A more mature way is to
respond to the given situation/crisis/problem. This involves the grey matter seeing through the lies of our conditioning (eg. father beat mother when I was child so I feel all authority figures are intrinsically ar--holes and untrustworthy) using rational thought and thereby avoiding counter-productive reactions (aggressively contest every authority figure I meet). A mature coach will have prepared responses to certain eventualities in a game rather than reacting to the obvious end result as BV explained. If Buddy is kicking a shit load of goals do you put 3 players on him? No, it's an understandable reaction but then Hawks just kick to 2nd tall in space. Buddy runs off his opponents and gets a take away goal instead.
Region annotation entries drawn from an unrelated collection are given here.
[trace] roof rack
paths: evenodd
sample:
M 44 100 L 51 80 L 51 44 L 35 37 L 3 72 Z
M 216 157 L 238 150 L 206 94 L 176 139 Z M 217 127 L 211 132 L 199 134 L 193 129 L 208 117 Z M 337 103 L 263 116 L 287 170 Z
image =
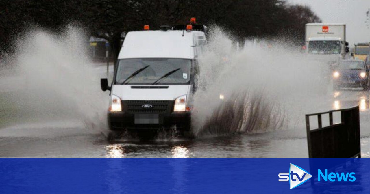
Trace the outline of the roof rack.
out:
M 202 25 L 194 25 L 192 24 L 193 26 L 192 30 L 193 31 L 201 31 L 206 33 L 207 27 Z M 186 25 L 178 25 L 172 26 L 172 30 L 186 30 Z
M 355 44 L 355 46 L 369 46 L 369 43 L 357 43 L 357 44 Z

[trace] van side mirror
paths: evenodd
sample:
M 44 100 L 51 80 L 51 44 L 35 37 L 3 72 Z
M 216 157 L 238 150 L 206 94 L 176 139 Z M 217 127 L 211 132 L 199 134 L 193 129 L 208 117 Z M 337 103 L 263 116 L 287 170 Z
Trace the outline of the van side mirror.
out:
M 110 91 L 111 87 L 108 85 L 108 79 L 106 78 L 102 78 L 100 79 L 100 88 L 101 90 L 106 91 L 107 90 Z

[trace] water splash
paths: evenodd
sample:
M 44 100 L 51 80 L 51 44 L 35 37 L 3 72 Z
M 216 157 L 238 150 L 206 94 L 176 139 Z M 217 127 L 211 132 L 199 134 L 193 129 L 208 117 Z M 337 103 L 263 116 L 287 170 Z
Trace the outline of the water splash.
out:
M 22 110 L 17 116 L 23 122 L 71 119 L 107 129 L 107 95 L 100 89 L 101 76 L 88 59 L 84 34 L 71 25 L 57 35 L 33 29 L 18 39 L 10 57 L 14 74 L 2 79 L 17 96 L 8 100 Z
M 315 101 L 322 101 L 328 87 L 320 74 L 324 62 L 280 41 L 254 40 L 238 50 L 227 33 L 212 32 L 199 59 L 196 136 L 291 129 L 317 108 Z

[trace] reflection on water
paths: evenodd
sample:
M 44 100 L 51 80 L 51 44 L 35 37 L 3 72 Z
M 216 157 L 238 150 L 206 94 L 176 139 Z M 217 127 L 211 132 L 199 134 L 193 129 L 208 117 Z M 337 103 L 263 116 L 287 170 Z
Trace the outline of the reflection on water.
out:
M 359 106 L 361 111 L 369 109 L 369 98 L 367 92 L 356 91 L 336 91 L 332 108 L 334 110 Z M 357 99 L 357 100 L 356 100 Z
M 369 104 L 369 101 L 367 103 L 365 97 L 364 96 L 361 97 L 361 100 L 360 101 L 360 110 L 363 111 L 366 110 L 367 109 L 367 106 L 368 106 L 367 105 L 367 104 Z
M 105 146 L 107 158 L 122 158 L 125 157 L 123 147 L 118 144 L 108 145 Z
M 340 95 L 340 92 L 336 91 L 334 92 L 334 98 L 337 98 Z
M 189 150 L 182 146 L 175 146 L 171 149 L 172 158 L 187 158 L 189 157 Z

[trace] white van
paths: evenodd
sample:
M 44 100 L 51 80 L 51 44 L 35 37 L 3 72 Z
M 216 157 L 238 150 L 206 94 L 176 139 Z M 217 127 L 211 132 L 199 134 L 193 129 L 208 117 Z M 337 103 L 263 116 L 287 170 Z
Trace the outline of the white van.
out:
M 194 30 L 194 25 L 181 26 L 127 34 L 111 86 L 107 78 L 101 80 L 102 90 L 111 91 L 111 130 L 175 126 L 178 131 L 189 130 L 196 59 L 206 41 L 204 33 Z

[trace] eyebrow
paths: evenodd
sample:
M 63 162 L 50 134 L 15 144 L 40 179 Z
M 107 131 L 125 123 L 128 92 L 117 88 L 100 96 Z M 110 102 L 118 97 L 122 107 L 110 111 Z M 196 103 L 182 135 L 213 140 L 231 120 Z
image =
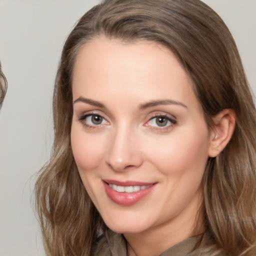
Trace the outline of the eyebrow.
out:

It's sometimes said acting is reacting. Feels to me Ratts is acting at coach not actually doing the business but I hope I'm wrong in saying that, I've never been in his shoes or the players. Post game interviews with players feel like they're wondering what the flower is going on too, given Robbo and some else after Saints loss saying we need to turn this around
fast — like in the next couple of weeks — so it's not more player conditioning they're talking about or development of skills or speed, it's
structures as they like to call them in the AFL. The non-physical aspect of the game which counts for so much. If the game plan is wrong it means very fast players look slow, guns look out of form and smart readers of the play seem reactive and thick. That's why there's a box of very highly paid coaches who don't seem to be cottoning on to the fact that other teams have known to flood and harass our best ball users for the last few years. We only beat Collingwood cause they thought they could win on there own terms and not negate us as the first priority of their game plan.